Конечно, притворилась. Конечно, поняла… Уснуть не давала застрявшая в голове мысль. «Неужели в меня может влюбиться такой парень?…» Они разные. Да Долгов в критический момент подставит плечо и поможет. Но на каждый день его не хватало. Он совершенно не задумывался хорошо ей или нет. Живи и не трогай его. Никита — второй мужчина в её жизни совершенно иной. С ним не пропадёшь и не заскучаешь. Это её мужчина, но он не для неё… Время их разводит. У её интуиции есть конкуренция — здравый смысл. Она смахнула бегущую по горевшей стыдом щеке слезу. Летела на перекладных, а куда, зачем? Ждала лета, потом год, дальше, когда вырастит сын, ещё чего-то ждала… Глядь в зеркало-то, а там нет прежней Ленки… Иная там. Что же ей делать с ним… Как вести себя, если ей уже далеко за тридцать, даже близко к сорока, а если честно, почти уже сорок, он же в самом расцвете этих за тридцать… И не какой-то никчёмный мужичонка, а генетический материал.
Глава 12
По каждодневной привычке, несмотря на такую неспокойную ночь, Лена проснулась рано. Но открыв глаза, тут же их зажмурила и прошептала: «Какой ужас!» Её нос утыкался в тёплое мужское плечо. Проснуться — то проснулась, но обнаруживать своё положение не хотела. Во-первых, она всё вспомнила. А вспомнив, ещё плотнее закрыла глаза и тихо застонала: «Боже! Лучше б мне не просыпаться». Утро, не проказница ночь, неизвестно как он себя поведёт, совсем не хотелось бы выглядеть ни идиоткой, ни обиженной, ни случайной — подвернувшейся под руку. Хватит того, что ночью в кисель влетела. И, тем не менее, жалеть о случившемся не хотелось, во всём теле ощущалась какая-то лёгкость. Хотелось потянуться, мурлыкая попеть, помахать крылышками. А ещё больше прикоснуться к нему. Никогда в жизни ей не случалось пережить такой ночи! «Мамочка моя родная, как же я теперь посмотрю ему в глаза?» А он, прижимая её с безумной силой к себе, всё не разжимал объятий. Она давно забыла как это бывает просыпаться в объятиях кого-то. Просыпаться не одной. Её сжимал страх и любопытство. Каким оно будет их пробуждение?! Ведь запросто может сделать вид, будто ничего необычного не произошло — так небольшая шалость взрослых детей. Нет, не хотелось бы, но надо приготовиться.

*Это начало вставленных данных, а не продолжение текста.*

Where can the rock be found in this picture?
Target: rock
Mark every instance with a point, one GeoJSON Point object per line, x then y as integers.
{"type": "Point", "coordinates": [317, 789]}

Ужасный трезвон не дал ей времени на лишние размышления, самокопания и страдания.
Никита на ощупь прикрыл рукой надрывающийся в мобильном будильник, посмотрел на Лену. Ресницы её дрожали. «Значит, не спит, — подумал он, — а притворяется». Наклонился, прикасаясь к глазам губами, сочувственно — извиняюще произнёс:
— Привет, книжница, разбудил?
От сердца отлегло — не сбежал воспользовавшись моментом в душ… Не так стыдно и обидно. Предательская слезинка сорвалась с ресниц и медленно покатилась по щеке. Она прошептала:
— Я привыкла к ранним подъёмам. Тебе приготовить завтрак?
Он долго не думал, плавая в гадалках и выборе.

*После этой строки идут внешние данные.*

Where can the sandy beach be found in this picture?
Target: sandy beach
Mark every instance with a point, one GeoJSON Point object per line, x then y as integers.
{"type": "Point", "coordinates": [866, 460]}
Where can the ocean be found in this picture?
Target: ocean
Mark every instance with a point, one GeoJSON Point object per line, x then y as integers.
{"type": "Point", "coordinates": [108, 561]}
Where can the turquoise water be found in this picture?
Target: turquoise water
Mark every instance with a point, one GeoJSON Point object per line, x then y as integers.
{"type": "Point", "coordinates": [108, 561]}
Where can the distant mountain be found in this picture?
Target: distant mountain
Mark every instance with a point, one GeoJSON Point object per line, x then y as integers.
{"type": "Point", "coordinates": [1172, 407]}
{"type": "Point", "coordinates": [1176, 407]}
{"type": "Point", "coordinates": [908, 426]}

— Вообще-то, я взрослый мальчик, могу, конечно, сам. Но если у тебя есть желание, я не откажусь, мне приятно общаться с тобой. Я отправлюсь в душ, а ты что-нибудь сочини.
Она заторопилась утрясти меню:
— Блины с икрой хочешь?
— Одобрено, — не ломался с выбором он.
И тут она увидела на нём следы этой жаркой ночи: засосы, укусы и царапины. У неё отнялся язык. Господи, ведь это всё натворила она. Какой кошмар! Увидев, с каким ужасом Лена смотрит на всю эту нарисованную ночью на нём картину, он улыбнулся:
— Ерунда.
Подумав, что надо успокоить иначе изведёт себя, он чмокнул её в нос, а потом в глаза и губы. Промурлыкал:
— Какая ты сладкая не оторваться… Я даже не думал, что ещё остались такие женщины. Веришь, я вчера почти помешался! Сплела кружева из вздохов весны, безумных шекспировских страстей и осенней зрелости, сплела и обмотала меня.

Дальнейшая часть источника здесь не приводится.